A observação do estudioso é de que estamos assistindo a grupos online sem restrições nas plataformas, “palco da organização e repercussão desses e de outros atos violentos”. Por sua vez, destaca João, isso tem se dado em um contexto de ampliação do culto e do acesso a armas e de autorização da violência por figuras públicas extremistas e reacionárias, que acabam por respaldar e encorajar jovens ao cometimento de atos desse tipo.
Maria Cecília Alves endossa a discussão ao afirmar: “Na escola, seria interessante tomar medidas para agregar a tecnologia ao ensino. Proibir o uso talvez não traria os efeitos esperados. Hoje, a tecnologia faz parte da nossa vida, então é muito melhor que os estudantes saibam como usá-la para o aprendizado e relacionamentos sociais de maneira saudável".
Ao mesmo tempo, também é necessário dar nome às ações. Conceituar violência pode ser um bom começo. “A violência tem diversas nuances e disfarces. Ensinar aos filhos que não está tudo bem tratar mal colegas e professores já é um passo importante na construção desse entendimento”.

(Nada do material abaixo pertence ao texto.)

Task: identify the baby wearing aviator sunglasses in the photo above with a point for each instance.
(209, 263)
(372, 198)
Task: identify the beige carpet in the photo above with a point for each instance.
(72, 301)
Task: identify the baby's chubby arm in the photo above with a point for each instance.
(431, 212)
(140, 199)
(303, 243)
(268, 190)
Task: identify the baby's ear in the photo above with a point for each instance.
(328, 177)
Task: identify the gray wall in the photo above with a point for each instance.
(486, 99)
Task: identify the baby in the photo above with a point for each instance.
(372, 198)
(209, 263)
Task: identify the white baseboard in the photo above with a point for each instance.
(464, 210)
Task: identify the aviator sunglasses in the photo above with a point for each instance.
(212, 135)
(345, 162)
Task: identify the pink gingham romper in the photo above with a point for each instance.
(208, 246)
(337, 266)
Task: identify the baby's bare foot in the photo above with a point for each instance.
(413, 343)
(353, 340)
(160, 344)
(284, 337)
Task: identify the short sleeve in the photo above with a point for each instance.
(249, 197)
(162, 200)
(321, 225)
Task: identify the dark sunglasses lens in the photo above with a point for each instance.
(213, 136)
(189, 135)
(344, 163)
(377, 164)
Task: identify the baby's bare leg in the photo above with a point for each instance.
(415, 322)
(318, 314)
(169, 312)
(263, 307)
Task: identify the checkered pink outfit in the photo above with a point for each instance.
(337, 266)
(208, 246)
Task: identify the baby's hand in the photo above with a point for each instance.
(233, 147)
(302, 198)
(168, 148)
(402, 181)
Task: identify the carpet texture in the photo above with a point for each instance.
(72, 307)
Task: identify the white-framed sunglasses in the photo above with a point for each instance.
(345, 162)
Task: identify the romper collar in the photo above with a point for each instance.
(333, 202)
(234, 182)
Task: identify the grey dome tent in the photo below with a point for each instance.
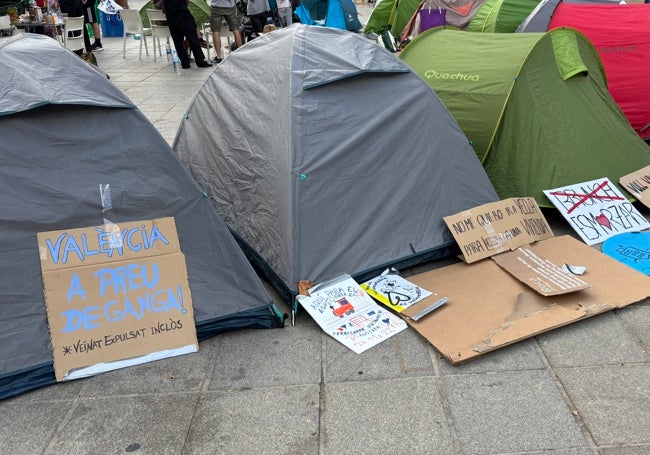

De acordo com a psicóloga, falar sobre esse tema é também direcionar o olhar para soluções. Uma vez que os pequenos entendem que determinados comportamentos são nocivos, eles precisam buscar ajuda.
“Aí entram os profissionais da escola e os pais. Por isso a importância de qualificar todos os envolvidos na educação para o manejo de situações assim, sempre lembrando que cada idade tem uma compreensão diferente do mundo. É destacar que crianças e adolescentes estão sendo vistos e ouvidos, que suas vidas e segurança sempre serão prioridade”.